- Born: 30 October 1960 (age 65) Ekpene Obo
- Education: Bachelor of Art
- Occupation: Politician
- Family: Jacob Bassey Adiakpan

= Ini Adiakpan =

Nigerian Politician

Princess Ini Adiakpan (born 30 October 1960), is a Nigerian politician who served as a commissioner for women affairs and social welfare in Akwa Ibom State. She was appointed by Governor Udom Emmanuel August, 2020; and was reappointed by Governor Umo Eno in July 2023. Ini was bestowed with an award for her outstanding support for changing the narratives for the vulnerable in Nigeria. Ini adiakpan was bestowed with the honour by the National Council on Women Affairs (NCWS) during its 23rd Regular National Council Meeting which took place in Calabar, the Cross River state capital.

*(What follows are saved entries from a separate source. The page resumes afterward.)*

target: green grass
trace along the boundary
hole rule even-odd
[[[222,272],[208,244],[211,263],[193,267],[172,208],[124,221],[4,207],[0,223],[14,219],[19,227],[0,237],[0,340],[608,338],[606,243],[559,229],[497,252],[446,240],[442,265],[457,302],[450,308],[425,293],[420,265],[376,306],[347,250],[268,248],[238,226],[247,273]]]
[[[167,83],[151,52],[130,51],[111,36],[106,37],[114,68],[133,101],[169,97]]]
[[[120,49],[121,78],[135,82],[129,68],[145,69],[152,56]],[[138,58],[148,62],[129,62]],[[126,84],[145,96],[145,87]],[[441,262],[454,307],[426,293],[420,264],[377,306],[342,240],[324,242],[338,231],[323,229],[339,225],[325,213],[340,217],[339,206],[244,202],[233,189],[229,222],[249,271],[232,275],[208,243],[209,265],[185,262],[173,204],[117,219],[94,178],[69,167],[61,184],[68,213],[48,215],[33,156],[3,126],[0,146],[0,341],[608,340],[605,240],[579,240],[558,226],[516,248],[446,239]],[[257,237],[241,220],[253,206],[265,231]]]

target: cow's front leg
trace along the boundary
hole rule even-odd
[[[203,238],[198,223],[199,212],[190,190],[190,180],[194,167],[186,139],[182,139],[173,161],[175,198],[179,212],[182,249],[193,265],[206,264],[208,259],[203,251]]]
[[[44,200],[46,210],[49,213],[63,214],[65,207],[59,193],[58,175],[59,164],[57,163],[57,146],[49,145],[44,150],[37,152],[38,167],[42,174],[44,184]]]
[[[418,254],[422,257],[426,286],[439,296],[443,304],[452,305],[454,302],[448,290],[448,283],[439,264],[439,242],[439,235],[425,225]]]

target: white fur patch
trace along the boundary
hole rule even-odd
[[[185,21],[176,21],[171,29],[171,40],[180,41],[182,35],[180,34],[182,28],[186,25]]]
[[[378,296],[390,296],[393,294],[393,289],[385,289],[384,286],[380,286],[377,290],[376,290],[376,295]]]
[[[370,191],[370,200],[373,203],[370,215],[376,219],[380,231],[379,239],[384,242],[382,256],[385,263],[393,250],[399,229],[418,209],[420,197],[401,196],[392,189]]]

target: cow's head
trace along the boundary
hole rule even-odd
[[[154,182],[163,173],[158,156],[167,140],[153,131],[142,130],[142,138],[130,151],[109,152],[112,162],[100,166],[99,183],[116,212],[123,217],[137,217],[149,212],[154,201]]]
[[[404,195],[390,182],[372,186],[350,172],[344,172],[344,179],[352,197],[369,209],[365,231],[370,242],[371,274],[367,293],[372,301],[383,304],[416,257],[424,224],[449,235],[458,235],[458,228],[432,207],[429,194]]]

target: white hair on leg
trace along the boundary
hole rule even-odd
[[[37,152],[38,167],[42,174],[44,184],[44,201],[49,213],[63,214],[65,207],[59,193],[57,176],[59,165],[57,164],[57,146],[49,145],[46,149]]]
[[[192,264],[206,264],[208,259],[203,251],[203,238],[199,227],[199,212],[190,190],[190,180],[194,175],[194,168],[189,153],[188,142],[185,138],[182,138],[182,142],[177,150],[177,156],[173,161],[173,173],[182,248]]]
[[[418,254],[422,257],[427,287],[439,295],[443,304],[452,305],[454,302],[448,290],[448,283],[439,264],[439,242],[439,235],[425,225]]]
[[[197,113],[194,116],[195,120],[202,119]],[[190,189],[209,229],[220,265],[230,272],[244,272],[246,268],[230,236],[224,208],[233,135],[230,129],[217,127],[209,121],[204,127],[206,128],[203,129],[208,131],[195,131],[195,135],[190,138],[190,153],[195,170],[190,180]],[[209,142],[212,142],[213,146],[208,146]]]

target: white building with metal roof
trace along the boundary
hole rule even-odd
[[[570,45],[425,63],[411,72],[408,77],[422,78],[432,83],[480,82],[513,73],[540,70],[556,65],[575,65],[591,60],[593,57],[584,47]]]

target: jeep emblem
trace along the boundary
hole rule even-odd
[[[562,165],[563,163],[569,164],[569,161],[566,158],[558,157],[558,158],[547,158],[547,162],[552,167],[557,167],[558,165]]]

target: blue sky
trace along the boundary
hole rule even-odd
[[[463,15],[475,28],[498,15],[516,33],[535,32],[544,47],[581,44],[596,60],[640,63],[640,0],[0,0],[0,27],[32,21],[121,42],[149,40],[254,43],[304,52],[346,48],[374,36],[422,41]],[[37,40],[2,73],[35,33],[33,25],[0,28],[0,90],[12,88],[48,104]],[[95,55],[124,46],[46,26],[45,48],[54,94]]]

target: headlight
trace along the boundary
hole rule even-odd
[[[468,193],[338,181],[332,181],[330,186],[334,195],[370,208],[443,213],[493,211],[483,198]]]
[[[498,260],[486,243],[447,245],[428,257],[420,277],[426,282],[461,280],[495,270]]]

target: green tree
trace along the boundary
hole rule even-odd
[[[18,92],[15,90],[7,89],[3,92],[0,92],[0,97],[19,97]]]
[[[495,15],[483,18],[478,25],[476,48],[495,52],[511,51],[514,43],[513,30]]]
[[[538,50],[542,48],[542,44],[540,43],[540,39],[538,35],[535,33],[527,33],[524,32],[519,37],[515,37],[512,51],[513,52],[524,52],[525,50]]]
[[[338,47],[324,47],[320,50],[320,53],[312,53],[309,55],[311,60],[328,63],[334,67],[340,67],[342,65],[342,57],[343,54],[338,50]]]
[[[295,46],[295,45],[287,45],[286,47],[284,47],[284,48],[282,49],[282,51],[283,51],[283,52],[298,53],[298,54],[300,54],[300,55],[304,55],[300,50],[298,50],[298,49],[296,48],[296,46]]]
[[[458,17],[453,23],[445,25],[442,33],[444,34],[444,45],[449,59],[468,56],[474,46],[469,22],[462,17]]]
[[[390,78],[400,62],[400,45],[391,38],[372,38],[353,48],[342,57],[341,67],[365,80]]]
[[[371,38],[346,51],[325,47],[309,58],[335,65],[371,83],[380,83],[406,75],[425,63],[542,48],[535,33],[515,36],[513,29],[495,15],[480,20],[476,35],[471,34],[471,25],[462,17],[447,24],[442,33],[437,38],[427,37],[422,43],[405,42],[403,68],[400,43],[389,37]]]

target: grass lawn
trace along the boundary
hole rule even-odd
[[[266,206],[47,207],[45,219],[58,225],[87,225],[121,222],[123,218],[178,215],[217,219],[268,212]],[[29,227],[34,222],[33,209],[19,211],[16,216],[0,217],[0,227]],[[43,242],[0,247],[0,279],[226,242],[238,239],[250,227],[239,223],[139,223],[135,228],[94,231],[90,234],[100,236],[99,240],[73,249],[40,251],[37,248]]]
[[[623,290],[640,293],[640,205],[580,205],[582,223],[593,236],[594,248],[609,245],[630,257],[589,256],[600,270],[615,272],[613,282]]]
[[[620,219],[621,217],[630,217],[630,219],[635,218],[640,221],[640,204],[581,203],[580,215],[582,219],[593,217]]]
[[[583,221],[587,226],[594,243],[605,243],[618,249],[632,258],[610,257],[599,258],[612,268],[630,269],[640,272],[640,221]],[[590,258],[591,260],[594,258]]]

== Birth and personal life ==
Adiakpan was born on 30 October 1960 into the family of late Jacob Bassey Adiakpan. She is from Ekpene Obo in Esit-Eket local government area, Akwa Ibom State.

== Education ==
Adiakpan began her primary education at Salvation Army Primary School, Etinan. She attended Salvation Army Secondary School, Akai Ubium, in 1972 for her secondary education and later completed at Union Secondary school in 1977. She furthered her studies by enrolling at the School of Basic Studies, Ogoja, where she studied English and later studied history at the College of Education, Uyo. In 1993, she did her NYSC at Wudil Technical College, Wudil, Kano State. she bagged a Bachelor of Arts degree in education at Ahmadu Bello University. In 1994, she earned her master's degree in educational technology at the University of Port-Harcourt. In 2010, she bagged a Doctor of Philosophy in education technology.

== Career ==
Ini has served as an electoral commissioner in the Akwa Ibom State Independent Electoral Commission, AkISIEC, and was appointed as the commissioner for Women Affairs and Social Welfare in Akwa Ibom State, in 2020. She was a member of the Transition Committee appointed by Udom Emmanuel in 2023, to handle the task of ensuring a seamless transition of government. She is currently the Delivery Advisor to Governor Umo Eno on Nigeria for women Project. She is also the Proprietor of Nema Adiakpan Nursery & Primary School and also the executive director of Life Bridge and Empowerment Foundation.